As a BFA student, you’re eligible to perform in our concerts, starting with your first year. The SCCD casts performance roles for six to eight concerts each year. The fall and spring faculty/guest artist concert is the major, mainstage production each semester. Senior BFA students choreograph and produce their own work each December and again in late spring for the capstone concert.
Each semester we also offer the lunchtime, Brown Bag performances, which give any BFA student the opportunity to create, present and/or perform work in an informal setting in Erma Lowe Hall, Studio Theatre. We regularly travel to the American College Dance Festival each spring. And the dance honor society, Chi Tau Epsilon, produces a benefit concert each spring.
TCU BFA dance graduates pursue careers in the dance field as performers, choreographers, designers, teachers, arts administrators, somatic practitioners and dance educators across the world. Alumni have performed with companies such as Atlanta Ballet, Metropolitan Opera Ballet NY, River North Dance Co., Kentucky Ballet Theater, Eugene Ballet Company, Nashville Ballet, Orlando Ballet, Mark Morris Dance Group and Garth Fagan Dance Co.
They’ve danced on and off Broadway in shows such as Mamma Mia!, Sleep No More and West Side Story. They’ve also started their own schools and businesses; served as marketing, development and administrative executives for arts organizations; taught in schools and community programs; and entered various other fields including physical therapy, medicine, law, fitness, photography, therapy/counseling practice and consulting.
Q: Can I double major with the BFA?
A: The SCCDance supports double majors and minors in other areas when possible, but the considerations outlined below are key. It depends on……….
I. The other major area
- Other high-density degrees or lab/studio heavy majors do not pair with the BFA.

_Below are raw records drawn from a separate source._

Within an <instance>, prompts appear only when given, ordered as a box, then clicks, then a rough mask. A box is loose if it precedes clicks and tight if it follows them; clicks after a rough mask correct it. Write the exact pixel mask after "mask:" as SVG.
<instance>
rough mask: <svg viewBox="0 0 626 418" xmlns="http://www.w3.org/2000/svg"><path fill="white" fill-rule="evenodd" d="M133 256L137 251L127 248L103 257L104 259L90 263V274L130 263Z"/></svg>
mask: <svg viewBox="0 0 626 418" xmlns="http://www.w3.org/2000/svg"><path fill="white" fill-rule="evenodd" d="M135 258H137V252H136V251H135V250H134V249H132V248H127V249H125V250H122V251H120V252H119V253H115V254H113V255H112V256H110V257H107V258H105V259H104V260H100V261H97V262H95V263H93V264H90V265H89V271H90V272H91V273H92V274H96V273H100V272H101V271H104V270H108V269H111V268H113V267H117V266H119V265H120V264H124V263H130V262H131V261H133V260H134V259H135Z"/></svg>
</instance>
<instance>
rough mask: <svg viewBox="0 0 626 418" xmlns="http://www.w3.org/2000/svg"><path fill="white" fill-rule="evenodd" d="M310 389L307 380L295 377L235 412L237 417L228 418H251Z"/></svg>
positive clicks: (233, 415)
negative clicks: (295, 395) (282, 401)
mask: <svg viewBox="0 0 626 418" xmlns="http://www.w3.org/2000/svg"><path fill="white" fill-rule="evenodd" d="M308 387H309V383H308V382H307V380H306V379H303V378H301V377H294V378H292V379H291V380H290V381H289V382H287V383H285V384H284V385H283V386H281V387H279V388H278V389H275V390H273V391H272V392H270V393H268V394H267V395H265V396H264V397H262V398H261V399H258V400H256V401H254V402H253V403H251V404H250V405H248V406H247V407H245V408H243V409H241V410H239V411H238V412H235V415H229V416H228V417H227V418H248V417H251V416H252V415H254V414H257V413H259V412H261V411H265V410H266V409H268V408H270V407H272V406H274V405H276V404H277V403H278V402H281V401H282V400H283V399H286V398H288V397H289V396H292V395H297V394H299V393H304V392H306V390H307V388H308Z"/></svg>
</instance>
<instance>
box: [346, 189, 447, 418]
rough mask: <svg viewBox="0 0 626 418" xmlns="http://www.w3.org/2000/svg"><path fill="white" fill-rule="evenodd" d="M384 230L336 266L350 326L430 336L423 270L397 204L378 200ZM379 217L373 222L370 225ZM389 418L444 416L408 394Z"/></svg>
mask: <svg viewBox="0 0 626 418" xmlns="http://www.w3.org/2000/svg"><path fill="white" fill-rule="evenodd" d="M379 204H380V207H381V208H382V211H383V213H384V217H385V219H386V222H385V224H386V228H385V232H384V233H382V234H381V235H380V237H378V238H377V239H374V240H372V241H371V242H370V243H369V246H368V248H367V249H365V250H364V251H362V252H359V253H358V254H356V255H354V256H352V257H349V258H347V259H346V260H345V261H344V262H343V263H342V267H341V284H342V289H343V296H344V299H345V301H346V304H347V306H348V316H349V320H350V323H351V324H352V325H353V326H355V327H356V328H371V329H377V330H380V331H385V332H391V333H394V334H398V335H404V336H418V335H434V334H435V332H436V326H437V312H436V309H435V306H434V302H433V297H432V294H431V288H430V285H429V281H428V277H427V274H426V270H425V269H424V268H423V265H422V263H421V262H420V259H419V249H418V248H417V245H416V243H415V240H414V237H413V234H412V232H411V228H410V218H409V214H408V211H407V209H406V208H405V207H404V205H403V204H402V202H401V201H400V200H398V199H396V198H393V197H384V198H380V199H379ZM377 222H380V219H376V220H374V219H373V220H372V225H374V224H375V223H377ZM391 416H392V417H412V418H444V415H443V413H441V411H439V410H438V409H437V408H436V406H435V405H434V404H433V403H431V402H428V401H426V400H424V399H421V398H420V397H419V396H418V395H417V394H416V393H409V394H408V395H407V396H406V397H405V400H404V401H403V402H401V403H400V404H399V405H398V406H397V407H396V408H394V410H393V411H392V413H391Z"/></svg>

- Some successful recent or current double majors with the BFA have included: Political Science, Math, Strategic Communications, Anthropology, Economics, Communication Studies, Spanish Language, Psychology, and History.
- Some recent or current minors popular with the BFA include: Movement Science, General Business, Nutrition, Child Development, Arts Leadership and Entrepreneurship (formerly Arts Administration), and Educational Studies.
- Many BFA majors are in the John V. Roach Honors College, which requires additional courses for various honors tracks or designations.
- Potential for double major pursuit will always depend on class schedule options. Schedules in other academic areas outside the SCCDance cannot be guaranteed.
II. The credits you bring in from high school that satisfy TCU core courses
- AP or dual credit courses completed before matriculating at TCU and which transfer as core credits can assist in opening your schedule for some courses in another major.
III. Knowing yourself as a student
- Do you handle deadlines well?
- Are you organized in managing time?
- How do you respond to stress or pressure when papers or projects are due at the same time or multiple exams fall in the same week?
- How does the second area fulfill your long-term goals and vision?
- Understanding fully and tracking regularly your own progress and responsibilities through these multiple academic pursuits. You would have advisors in both major areas, but graduation tracking responsibilities ultimately rest with the student.
IV. The financial commitment
- Some double major pursuits may require an extra semester, summer school, and/or an extra year – all costing additional monies. Up to 12 credits of summer school transfer are allowed by TCU once matriculated*.
- Some double majors might create an over-18 credit hours situation in one or more semesters. Any enrollment totals over 18 credits in a semester costs additional tuition monies per credit hour.
- Financial Aid and Scholarship packages do not extend to TCU summer school.
*pre-54 credits, courses can be transferred from 2-year college; after 54-credits, courses must be transferred from a 4-year institution. All courses for transfer must be pre-approved by TCU.